Initially she is more angry than alarmed and figures that she’ll immediately find work in another law firm. That doesn’t happen, though, and as she sits around her apartment eating ice cream, feeling sorry for yourself, gaining weight and mourning the loss of her career, she is stunned and devastated. Eventually she decides to put her life together, and her first course of action is to join a health club and start exercising away some of the excess weight. Libby also convinces an acquaintance to join her at the gym for a regular exercise program and the two become close friends. She remembers how satisfying it was to knit with her late mother so she wanders into a yard yarn shop hoping to rekindle interest in that hobby. A fringe benefit of this is that she becomes friends with the owner and two teenage girls who are always in the shop. She joins them in making beanies for the newborn babies at the hospital. Always the compulsive workaholic Libby spends her first weekend after meeting them knitting furiously and when she takes her wealth of completed beanies back to the shop on Monday, Lydia asks her to accompany the girls to the hospital as they deliver the little caps. While she’s there she’s recruited to volunteer to rock newborn babies. She also meets handsome Dr. Philip Stone who is referred to by the nurses as Dr. Heart of Stone. Although she had rejected the idea of motherhood when she was striving to become partner she finds great satisfaction in rocking the babies. Libby’s life settles into days of being with friends and doing volunteer work and her priorities change. She’d been angry when she’d been let go with the advice to get a life, but she’s happy now with the life she has. All that changes, though, when she decides to help one of the teenagers and she must once again choose between career and family.

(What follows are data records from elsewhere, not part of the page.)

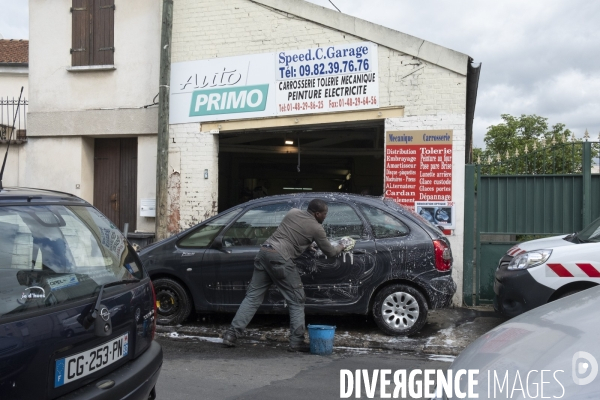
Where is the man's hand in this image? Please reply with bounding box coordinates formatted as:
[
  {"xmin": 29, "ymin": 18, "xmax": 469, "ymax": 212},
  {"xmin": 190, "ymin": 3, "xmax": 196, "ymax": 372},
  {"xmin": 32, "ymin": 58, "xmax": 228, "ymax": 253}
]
[{"xmin": 340, "ymin": 236, "xmax": 356, "ymax": 251}]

Macomber fans will love this book. She intersperses favorite characters from prior books with new ones to create an appealing community. She quietly extols the joy of volunteerism and even includes a pattern for a knitted baby beanie on the last disc with instructions on how to find out where these can be donated in various localities. Macomber’s message of the renewing power of starting over is one that many will be able to identify with. Even those of us not currently facing life changing situations can understand her suggestion that sometimes a clean sweep or starting over is the best course of action a person can take. This book is recommended for anyone who enjoys feel good stories that promise the possibility of happy endings.